|Art By Wayne Reynolds|
For those of you who are not familiar with the sundering rules, I'll do my best to explain them. During combat, you can choose to sunder an item held or worn by your opponent as part of an attack action in place of a melee attack. If your attack is successful, you deal damage to the item normally. Damage that exceeds the object's Hardness is subtracted from its hit points. If an object has equal to or less than half its total hit points remaining, it gains the broken condition. If the damage you deal would reduce the object to less than 0 hit points, you can choose to destroy it. If you do not choose to destroy it, the object is left with only 1 hit point and the broken condition.
As I've mentioned before, I'm not the biggest fan of keeping multiple hit point totals, and I don't feel like keeping track of another pool for each weapon. Also, I've never found these rules all that fun to use at the table. If you don't feel like whacking away at an opponent's items for a few turns, and hope to God you don't roll under the item's Hardness again and again, I don't see why you'd ever try and sunder something.
So, why not abstract the rules somewhat and make the whole process a lot easier to use. When you attempt to sunder an item, you'd still make a CMB check against your opponent's CMD. However, instead of rolling damage if you succeed, you'd place a condition called "Weakened" onto the item. The Weakened condition would cause the user of the item to suffer a -1 penalty to attack rolls, damage rolls, or AC when using the item. If you succeed on a second CMB check, the item gains the Broken condition as presented in the Pathfinder RPG Core Rulebook. If you succeed on a third attempt, the item is destroyed.

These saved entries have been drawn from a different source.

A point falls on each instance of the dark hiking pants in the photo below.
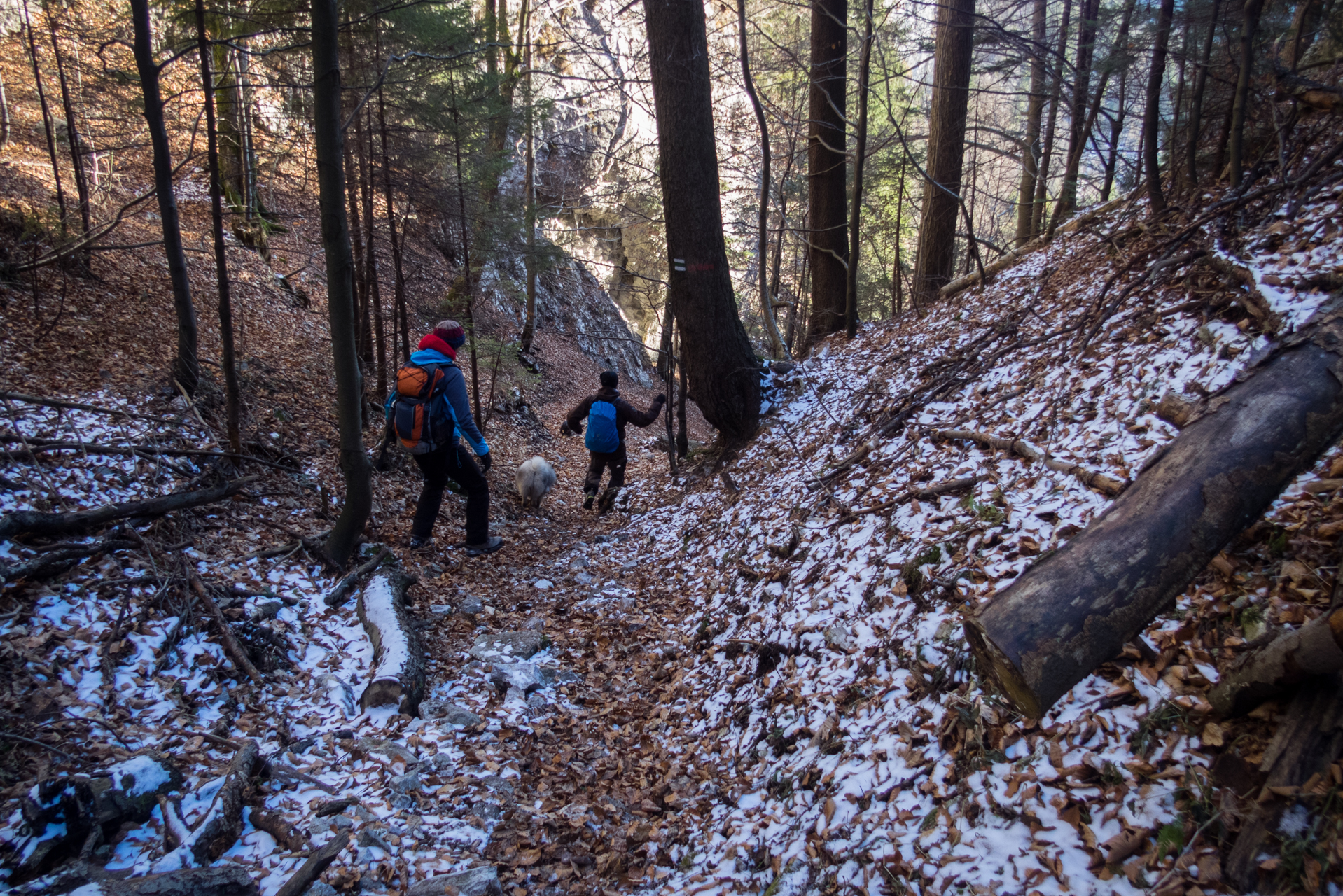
(452, 463)
(599, 463)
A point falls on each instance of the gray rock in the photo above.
(368, 837)
(840, 638)
(266, 610)
(475, 881)
(390, 748)
(507, 645)
(449, 713)
(551, 678)
(499, 785)
(408, 783)
(524, 676)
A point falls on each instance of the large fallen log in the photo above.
(1297, 761)
(223, 821)
(1076, 609)
(50, 524)
(89, 880)
(1315, 649)
(398, 657)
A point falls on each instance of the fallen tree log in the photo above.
(1076, 609)
(50, 524)
(226, 634)
(313, 868)
(223, 821)
(57, 562)
(1299, 758)
(89, 880)
(1315, 649)
(1091, 480)
(398, 659)
(342, 592)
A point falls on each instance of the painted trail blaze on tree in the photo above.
(721, 365)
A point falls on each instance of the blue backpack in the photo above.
(602, 434)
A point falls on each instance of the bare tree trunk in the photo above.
(71, 132)
(232, 391)
(46, 115)
(1243, 88)
(391, 229)
(375, 292)
(860, 149)
(935, 258)
(1153, 113)
(187, 365)
(826, 174)
(1034, 112)
(1056, 94)
(721, 370)
(1116, 132)
(771, 326)
(898, 290)
(4, 115)
(340, 298)
(1078, 115)
(529, 200)
(356, 234)
(1195, 113)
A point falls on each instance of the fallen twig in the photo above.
(1097, 481)
(930, 492)
(340, 593)
(78, 406)
(231, 647)
(35, 523)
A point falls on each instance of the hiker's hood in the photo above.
(430, 356)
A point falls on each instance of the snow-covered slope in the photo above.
(840, 715)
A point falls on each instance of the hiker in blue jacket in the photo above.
(607, 414)
(445, 403)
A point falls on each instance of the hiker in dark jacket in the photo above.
(450, 461)
(602, 426)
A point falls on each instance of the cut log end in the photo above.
(398, 656)
(1002, 671)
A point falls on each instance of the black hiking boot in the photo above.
(491, 546)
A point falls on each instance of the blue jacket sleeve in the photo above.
(459, 407)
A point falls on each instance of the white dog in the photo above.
(534, 480)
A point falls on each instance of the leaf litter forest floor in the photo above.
(743, 682)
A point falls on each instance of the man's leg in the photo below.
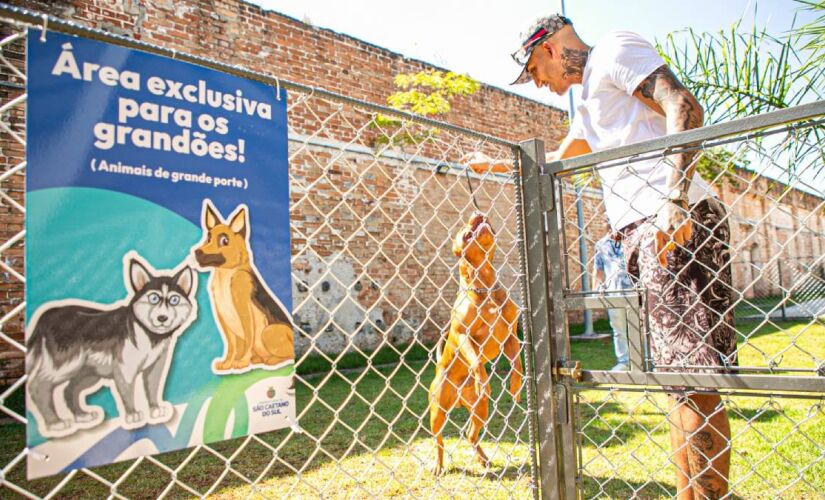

If you succeed by 5 or more on the check, you deal the worse condition (5 or more makes the item Broken, and 10 or more destroys the item).
These rules are still kind of rough and I plan on refining them further. I might also add some additional rules, like making items made from certain materials (like adamantine) easier to sunder with and harder to break. However, I wanted to see what others thought of the basic idea and get some feedback.